In 1984, following continued unrest in Phnom Penh, Phaly and her family fled to a refugee camp on the border with Thailand. The family were unsuccessful in seeking asylum in another country, and instead joined a research project focusing on experiences of refugees in the camp; Phaly was chosen in part because she spoke both Khmer and French. This project made Phaly recognise the high numbers of orphans in the camp, as well as children whose mothers were experiencing mental health difficulties stemming from their experiences, which impacted upon their ability to look after themselves and their children.

In 1985, Phaly and her husband established the Khmer People's Depression Relief Centre, a home supporting female refugees experiencing depression. It soon expanded to include caring for the children of these women. Phaly initially treated the women using traditional Khmer herbal remedies, as well as anti-depressants when she was able to secure these from camp guards. The KPDRC was supported by the Catholic Office for Emergency Refugee Relief and the United Nations High Commissioner for Refugees.

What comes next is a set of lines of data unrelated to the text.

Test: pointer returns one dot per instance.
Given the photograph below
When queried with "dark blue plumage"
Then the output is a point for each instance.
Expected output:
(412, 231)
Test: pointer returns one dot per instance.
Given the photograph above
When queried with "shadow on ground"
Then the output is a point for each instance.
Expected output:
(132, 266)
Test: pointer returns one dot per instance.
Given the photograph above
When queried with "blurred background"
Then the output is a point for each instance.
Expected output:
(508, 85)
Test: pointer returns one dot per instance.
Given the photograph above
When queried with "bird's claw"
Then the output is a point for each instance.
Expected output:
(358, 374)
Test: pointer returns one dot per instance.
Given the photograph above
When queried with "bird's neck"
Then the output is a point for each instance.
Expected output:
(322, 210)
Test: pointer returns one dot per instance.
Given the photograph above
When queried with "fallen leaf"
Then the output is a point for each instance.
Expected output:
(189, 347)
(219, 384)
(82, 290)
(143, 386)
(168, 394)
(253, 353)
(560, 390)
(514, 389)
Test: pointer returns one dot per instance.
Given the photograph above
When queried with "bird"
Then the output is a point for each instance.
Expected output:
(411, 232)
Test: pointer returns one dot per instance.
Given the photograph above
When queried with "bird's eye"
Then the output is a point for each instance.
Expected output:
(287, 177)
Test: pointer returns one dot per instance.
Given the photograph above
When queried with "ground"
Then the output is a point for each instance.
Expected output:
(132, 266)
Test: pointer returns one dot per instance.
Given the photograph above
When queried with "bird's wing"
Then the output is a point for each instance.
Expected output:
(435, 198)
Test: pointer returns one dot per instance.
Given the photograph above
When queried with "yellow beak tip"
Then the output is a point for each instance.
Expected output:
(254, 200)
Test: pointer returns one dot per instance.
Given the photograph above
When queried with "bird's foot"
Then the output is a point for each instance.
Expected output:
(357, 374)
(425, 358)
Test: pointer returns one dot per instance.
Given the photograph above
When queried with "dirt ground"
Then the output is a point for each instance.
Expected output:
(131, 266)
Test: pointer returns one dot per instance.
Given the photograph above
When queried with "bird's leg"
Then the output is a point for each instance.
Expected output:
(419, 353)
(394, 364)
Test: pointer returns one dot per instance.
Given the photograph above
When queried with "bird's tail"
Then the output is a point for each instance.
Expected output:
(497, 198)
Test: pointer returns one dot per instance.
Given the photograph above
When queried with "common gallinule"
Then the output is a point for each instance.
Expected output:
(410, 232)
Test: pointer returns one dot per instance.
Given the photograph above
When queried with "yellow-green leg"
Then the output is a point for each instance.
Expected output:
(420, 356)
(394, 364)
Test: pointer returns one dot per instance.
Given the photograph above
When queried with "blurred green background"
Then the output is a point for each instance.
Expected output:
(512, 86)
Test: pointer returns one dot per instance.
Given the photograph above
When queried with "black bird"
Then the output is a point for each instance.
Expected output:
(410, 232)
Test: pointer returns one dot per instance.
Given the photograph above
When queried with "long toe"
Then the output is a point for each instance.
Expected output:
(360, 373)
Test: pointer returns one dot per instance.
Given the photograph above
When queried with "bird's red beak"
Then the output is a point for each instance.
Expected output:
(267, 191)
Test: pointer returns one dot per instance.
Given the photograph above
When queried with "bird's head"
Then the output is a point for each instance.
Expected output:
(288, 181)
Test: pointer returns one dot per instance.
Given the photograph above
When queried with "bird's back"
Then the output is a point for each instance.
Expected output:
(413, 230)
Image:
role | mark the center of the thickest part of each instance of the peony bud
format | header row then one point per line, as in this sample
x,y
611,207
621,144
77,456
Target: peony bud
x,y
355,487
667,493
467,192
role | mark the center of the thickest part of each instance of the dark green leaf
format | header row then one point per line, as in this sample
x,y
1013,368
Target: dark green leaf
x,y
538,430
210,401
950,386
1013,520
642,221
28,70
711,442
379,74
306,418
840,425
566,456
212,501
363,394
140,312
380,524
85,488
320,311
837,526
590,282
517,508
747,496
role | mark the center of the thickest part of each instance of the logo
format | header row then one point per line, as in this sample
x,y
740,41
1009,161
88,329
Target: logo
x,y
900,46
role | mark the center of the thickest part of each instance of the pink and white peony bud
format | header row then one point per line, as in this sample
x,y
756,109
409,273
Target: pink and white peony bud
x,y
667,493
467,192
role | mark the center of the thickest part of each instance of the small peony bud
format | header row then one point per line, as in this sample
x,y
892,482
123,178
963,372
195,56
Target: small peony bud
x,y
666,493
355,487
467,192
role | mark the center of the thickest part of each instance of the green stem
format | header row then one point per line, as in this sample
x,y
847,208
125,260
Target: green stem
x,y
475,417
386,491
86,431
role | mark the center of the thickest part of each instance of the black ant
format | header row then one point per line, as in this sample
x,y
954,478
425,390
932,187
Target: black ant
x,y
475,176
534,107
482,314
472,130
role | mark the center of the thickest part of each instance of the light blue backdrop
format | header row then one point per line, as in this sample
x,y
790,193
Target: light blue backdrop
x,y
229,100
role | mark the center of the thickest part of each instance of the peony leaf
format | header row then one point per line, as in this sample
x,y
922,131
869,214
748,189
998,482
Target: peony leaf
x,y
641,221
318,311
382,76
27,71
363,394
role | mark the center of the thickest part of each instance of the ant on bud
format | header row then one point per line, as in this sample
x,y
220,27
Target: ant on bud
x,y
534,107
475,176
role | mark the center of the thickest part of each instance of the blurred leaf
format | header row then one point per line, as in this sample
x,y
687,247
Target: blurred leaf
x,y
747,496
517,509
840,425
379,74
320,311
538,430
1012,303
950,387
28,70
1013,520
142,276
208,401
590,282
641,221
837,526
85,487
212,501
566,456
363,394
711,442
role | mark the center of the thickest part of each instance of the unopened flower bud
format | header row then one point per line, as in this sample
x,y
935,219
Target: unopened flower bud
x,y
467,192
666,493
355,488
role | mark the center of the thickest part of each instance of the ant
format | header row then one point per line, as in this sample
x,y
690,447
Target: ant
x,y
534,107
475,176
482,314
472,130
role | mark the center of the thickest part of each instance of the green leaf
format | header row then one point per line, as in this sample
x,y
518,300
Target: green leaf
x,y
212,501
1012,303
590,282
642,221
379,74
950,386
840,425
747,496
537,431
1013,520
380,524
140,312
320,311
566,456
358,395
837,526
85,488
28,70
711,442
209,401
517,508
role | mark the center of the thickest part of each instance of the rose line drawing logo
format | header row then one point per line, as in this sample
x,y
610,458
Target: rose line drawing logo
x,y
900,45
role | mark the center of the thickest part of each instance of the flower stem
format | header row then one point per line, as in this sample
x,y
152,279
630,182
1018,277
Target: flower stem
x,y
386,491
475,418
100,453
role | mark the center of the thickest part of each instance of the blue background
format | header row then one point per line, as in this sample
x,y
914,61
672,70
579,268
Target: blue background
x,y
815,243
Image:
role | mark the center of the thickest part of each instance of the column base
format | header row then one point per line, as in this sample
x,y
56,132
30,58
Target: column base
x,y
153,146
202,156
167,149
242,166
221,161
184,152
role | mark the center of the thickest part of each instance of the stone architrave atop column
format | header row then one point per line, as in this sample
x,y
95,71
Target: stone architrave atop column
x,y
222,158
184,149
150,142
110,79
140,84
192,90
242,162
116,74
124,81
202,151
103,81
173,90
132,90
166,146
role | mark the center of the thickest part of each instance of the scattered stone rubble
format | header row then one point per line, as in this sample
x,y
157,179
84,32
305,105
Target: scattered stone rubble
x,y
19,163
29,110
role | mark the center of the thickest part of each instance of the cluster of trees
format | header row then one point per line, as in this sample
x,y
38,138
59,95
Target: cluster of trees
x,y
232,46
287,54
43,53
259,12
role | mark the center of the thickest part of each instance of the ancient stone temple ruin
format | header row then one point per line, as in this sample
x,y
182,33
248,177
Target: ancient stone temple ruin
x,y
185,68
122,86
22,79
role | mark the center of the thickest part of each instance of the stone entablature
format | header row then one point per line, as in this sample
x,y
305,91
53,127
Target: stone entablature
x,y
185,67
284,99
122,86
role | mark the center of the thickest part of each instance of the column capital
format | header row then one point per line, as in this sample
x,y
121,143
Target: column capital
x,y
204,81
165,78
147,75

Phaly subsequently moved to Thailand, where she studied Western mental health therapies. In 1993, she returned to Cambodia, where she and her husband established the Future Light Orphanage in Phnom Penh, which homed 150 orphans, in addition to offering mental health support and training to widows. Phaly characterised her approach as encompassing three steps: forgetting, by encouraging women to take up hobbies like embroidery and weaving; training, including in parenting but also in vocational skills; and loving, by taking part in self-care activities like cleaning and grooming, with other women. Her approach was holistic, focusing on emotional healing, vocational training, and self-care to help women regain their independence and self-worth.

The Future Light Orphanage was initially funded in part by support from the Cambodian government and the United Nations' World Food Programme. Much of the staff at the orphanage consists of women who have previously received support from the charity.

Beyond her work with orphans, Phaly emphasized education as a tool for empowerment. She established programs that provided not only basic education but also vocational training in areas such as weaving and embroidery. These initiatives enabled women and children to acquire skills that facilitated self-reliance and economic independence.

Phaly served as the director of Future Light Orphanage until her death.

== Later life and legacy ==
Nuon Phaly died on November 17, 2012, a week after sustaining injuries in a car crash in Kampong Cham Province, where she had been offering advice assistance to a local orphanage. She was 70 years old. She was survived by her husband, Hem Soeurn, who died in 2021.

== Recognition ==
In 1998, Phaly was awarded the Ramon Magsaysay Award for Community Leadership "for her selfless commitment to helping war-traumatised women and children rebuild their spirits and lives in the wake of Cambodia's great national tragedy".

In addition, Phaly also won the Figaro Prize for Humanitarian Service, and was nominated for the Nobel Peace Prize.